From cover, Spyd whips out his multicorder to record the computer's glorious agents in action.

Spam

If I get shot at, I start shooting like a madman from behind my cover. If I see anybody else get shot, I'll start shooting like a madman. If anybody comes near me, I'll start shooting like a madman...

"Alright! Now no-nobodies go-goiing to sho-oo-shoot anybody, m-m-m-mkay? Just... if you d-do, make sure to le-le-leave me out of whatever you guys are doing!" I say, stammering like a wimp.

[spoiler]Of course, since I have my finger on the trigger, and since I'm aiming in the general direction of a few people, I sure as hope my blaster doesn't go off...[/spoiler]

BlueBard

Quote from: gdaybloke on August 04, 2007, 09:43:31 AM
From cover, Spyd whips out his multicorder to record the computer's glorious agents in action.

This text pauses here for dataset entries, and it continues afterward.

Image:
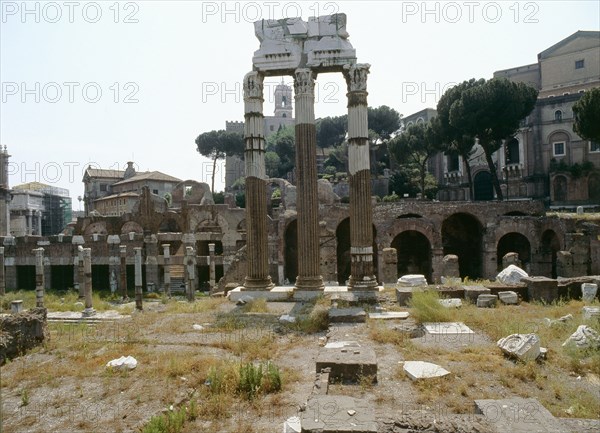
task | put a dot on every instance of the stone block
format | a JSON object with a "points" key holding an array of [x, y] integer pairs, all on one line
{"points": [[338, 414], [584, 337], [348, 363], [473, 292], [404, 294], [519, 415], [508, 297], [412, 280], [451, 303], [347, 315], [541, 289], [486, 301], [590, 312], [423, 370], [511, 275], [525, 347]]}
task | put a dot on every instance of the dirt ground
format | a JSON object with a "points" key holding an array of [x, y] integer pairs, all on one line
{"points": [[64, 385]]}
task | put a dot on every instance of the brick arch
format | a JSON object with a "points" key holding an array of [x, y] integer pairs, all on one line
{"points": [[131, 226], [423, 226]]}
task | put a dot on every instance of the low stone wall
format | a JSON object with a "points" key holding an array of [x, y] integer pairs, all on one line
{"points": [[20, 332]]}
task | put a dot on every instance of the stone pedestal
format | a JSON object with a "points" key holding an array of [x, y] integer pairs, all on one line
{"points": [[309, 276], [39, 277], [362, 275], [123, 272], [211, 266], [257, 277], [151, 244], [87, 272], [2, 278], [167, 269], [138, 278]]}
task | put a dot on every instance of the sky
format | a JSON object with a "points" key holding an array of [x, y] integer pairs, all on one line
{"points": [[106, 82]]}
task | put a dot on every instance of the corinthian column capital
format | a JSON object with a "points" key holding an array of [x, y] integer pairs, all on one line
{"points": [[253, 85], [304, 81], [356, 76]]}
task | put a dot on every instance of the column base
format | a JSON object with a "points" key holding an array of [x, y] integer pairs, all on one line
{"points": [[258, 284], [309, 284], [363, 284]]}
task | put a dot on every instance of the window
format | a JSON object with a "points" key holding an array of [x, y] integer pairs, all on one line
{"points": [[558, 116], [512, 151], [559, 148], [452, 162]]}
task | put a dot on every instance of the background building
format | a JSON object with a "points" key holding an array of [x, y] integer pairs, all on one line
{"points": [[282, 116]]}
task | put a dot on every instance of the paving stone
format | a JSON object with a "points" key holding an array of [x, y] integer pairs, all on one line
{"points": [[508, 297], [347, 315], [423, 370], [412, 280], [387, 315], [446, 328], [348, 363], [519, 415], [486, 301], [525, 347], [332, 414], [451, 303], [472, 292]]}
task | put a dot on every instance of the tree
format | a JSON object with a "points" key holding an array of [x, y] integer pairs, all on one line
{"points": [[415, 146], [587, 115], [283, 143], [492, 112], [331, 131], [217, 145], [455, 140]]}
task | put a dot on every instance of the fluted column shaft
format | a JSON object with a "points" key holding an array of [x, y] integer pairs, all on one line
{"points": [[307, 201], [361, 214], [257, 277]]}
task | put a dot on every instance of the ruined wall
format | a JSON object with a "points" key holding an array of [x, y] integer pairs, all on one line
{"points": [[21, 332]]}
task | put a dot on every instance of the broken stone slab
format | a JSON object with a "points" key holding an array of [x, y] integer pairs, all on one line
{"points": [[486, 301], [347, 315], [338, 414], [286, 318], [451, 303], [525, 347], [583, 338], [292, 425], [508, 297], [588, 292], [511, 275], [446, 328], [590, 312], [341, 344], [541, 289], [519, 415], [472, 292], [388, 315], [423, 370], [559, 321], [122, 363], [412, 280], [348, 363], [16, 306]]}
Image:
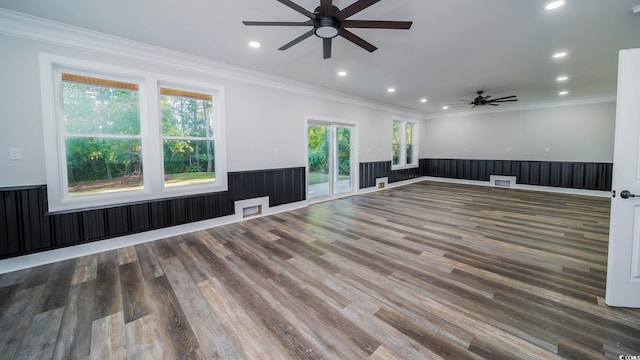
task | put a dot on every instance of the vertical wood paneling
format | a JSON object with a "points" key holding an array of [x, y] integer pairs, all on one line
{"points": [[591, 176], [25, 225], [93, 223]]}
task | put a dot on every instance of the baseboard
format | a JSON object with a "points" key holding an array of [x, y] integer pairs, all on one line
{"points": [[51, 256], [524, 187]]}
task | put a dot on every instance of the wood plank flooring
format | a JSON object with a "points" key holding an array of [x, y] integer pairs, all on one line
{"points": [[426, 271]]}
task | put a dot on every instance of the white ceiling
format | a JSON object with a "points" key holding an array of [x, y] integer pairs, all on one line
{"points": [[454, 48]]}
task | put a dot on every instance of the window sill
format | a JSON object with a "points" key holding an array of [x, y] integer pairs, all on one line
{"points": [[403, 167]]}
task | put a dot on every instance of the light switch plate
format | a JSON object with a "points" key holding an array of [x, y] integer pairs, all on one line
{"points": [[15, 153]]}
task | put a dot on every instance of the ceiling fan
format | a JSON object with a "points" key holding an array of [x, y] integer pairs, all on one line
{"points": [[328, 22], [486, 100]]}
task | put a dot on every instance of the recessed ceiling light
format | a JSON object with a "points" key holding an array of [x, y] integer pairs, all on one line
{"points": [[554, 5]]}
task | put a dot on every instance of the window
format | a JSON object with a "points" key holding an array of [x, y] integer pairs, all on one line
{"points": [[404, 144], [115, 135], [187, 137], [102, 138]]}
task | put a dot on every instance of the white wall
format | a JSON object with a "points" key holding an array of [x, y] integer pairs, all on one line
{"points": [[578, 132], [265, 122]]}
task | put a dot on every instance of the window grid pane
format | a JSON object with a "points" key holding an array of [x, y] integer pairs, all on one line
{"points": [[103, 145], [188, 139]]}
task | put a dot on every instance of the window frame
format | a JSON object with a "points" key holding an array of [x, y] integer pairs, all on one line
{"points": [[403, 144], [51, 66]]}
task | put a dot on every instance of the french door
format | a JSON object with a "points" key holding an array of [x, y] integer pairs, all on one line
{"points": [[330, 160]]}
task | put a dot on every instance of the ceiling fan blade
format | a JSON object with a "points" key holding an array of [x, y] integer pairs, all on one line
{"points": [[297, 40], [374, 24], [354, 8], [505, 97], [458, 105], [357, 40], [298, 8], [278, 23], [326, 45]]}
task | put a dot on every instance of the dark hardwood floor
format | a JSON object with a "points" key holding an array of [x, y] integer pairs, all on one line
{"points": [[425, 271]]}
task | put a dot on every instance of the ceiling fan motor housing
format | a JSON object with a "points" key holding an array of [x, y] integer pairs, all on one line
{"points": [[327, 27]]}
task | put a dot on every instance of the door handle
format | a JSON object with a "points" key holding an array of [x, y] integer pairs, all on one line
{"points": [[625, 194]]}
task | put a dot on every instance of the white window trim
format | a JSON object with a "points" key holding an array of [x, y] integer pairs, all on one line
{"points": [[403, 144], [151, 135]]}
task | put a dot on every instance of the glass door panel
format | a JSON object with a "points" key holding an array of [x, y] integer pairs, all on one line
{"points": [[329, 161], [319, 161], [342, 166]]}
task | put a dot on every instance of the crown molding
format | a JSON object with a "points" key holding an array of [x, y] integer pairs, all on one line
{"points": [[527, 106], [34, 28]]}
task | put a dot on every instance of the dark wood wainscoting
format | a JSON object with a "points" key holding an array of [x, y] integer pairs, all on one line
{"points": [[577, 175], [26, 226]]}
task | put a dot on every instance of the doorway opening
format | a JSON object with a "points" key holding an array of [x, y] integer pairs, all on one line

If you're capturing any particular actions or subjects, be sure to post what you're recording (or at least put it in a spoiler).  That way you'll have much better luck when it comes time for, uh, post-production editing.  You won't get everything, but certain camera angles will be better than others.

Viking

Well, since the attempt at a longer sentence didn't work, ArrMatee shortens it dramatically, and increases the volume by shouting clearly:

"ORDERS, LEADER?"

[spoiler]I'm also staying out of range of a punch from Citizen Blo.  If he moves towards me at all, I will presume that he is volunteering for immediate termination, and oblige him.  By firing into his face.[/spoiler]

Panther_Gunn

Looking down at ArrMatee, with a confused look on his face: "Citizen ArrMatee, why do you have your pistol out?  Surely you don't think I did that on purpose.  These sort of little mishaps happen now & again in R&D, all in our glorious service to the all-knowing Computer.  Nothing to get excited about.  But, then again, you *are* from an inferior Service Group, aren't you?  I suppose you just can't help yourself.  However, I'm sure that with a little more field-testing, the fine motor control on this unit will be perfectly adjusted, and we definitely won't be seeing any more problems like this."   :D

BlueBard

Shoot-O seems to have made a decision.

His pistol points directly at ArrMatee.

"STAND DOWN, RECRUIT!  OR HAS THAT ADDLED BRAIN OF YOURS FORGOT WHAT MAKES THE STEAM IN THAT THING?  IF I WANT HIM SHOT, I'LL DO IT MYSELF!"

Viking

ArrMatee lowers his pistol, and salutes.  Or, at least, attempts an approximation thereof.  His right forearm still being numb, he actually slaps himself in the face.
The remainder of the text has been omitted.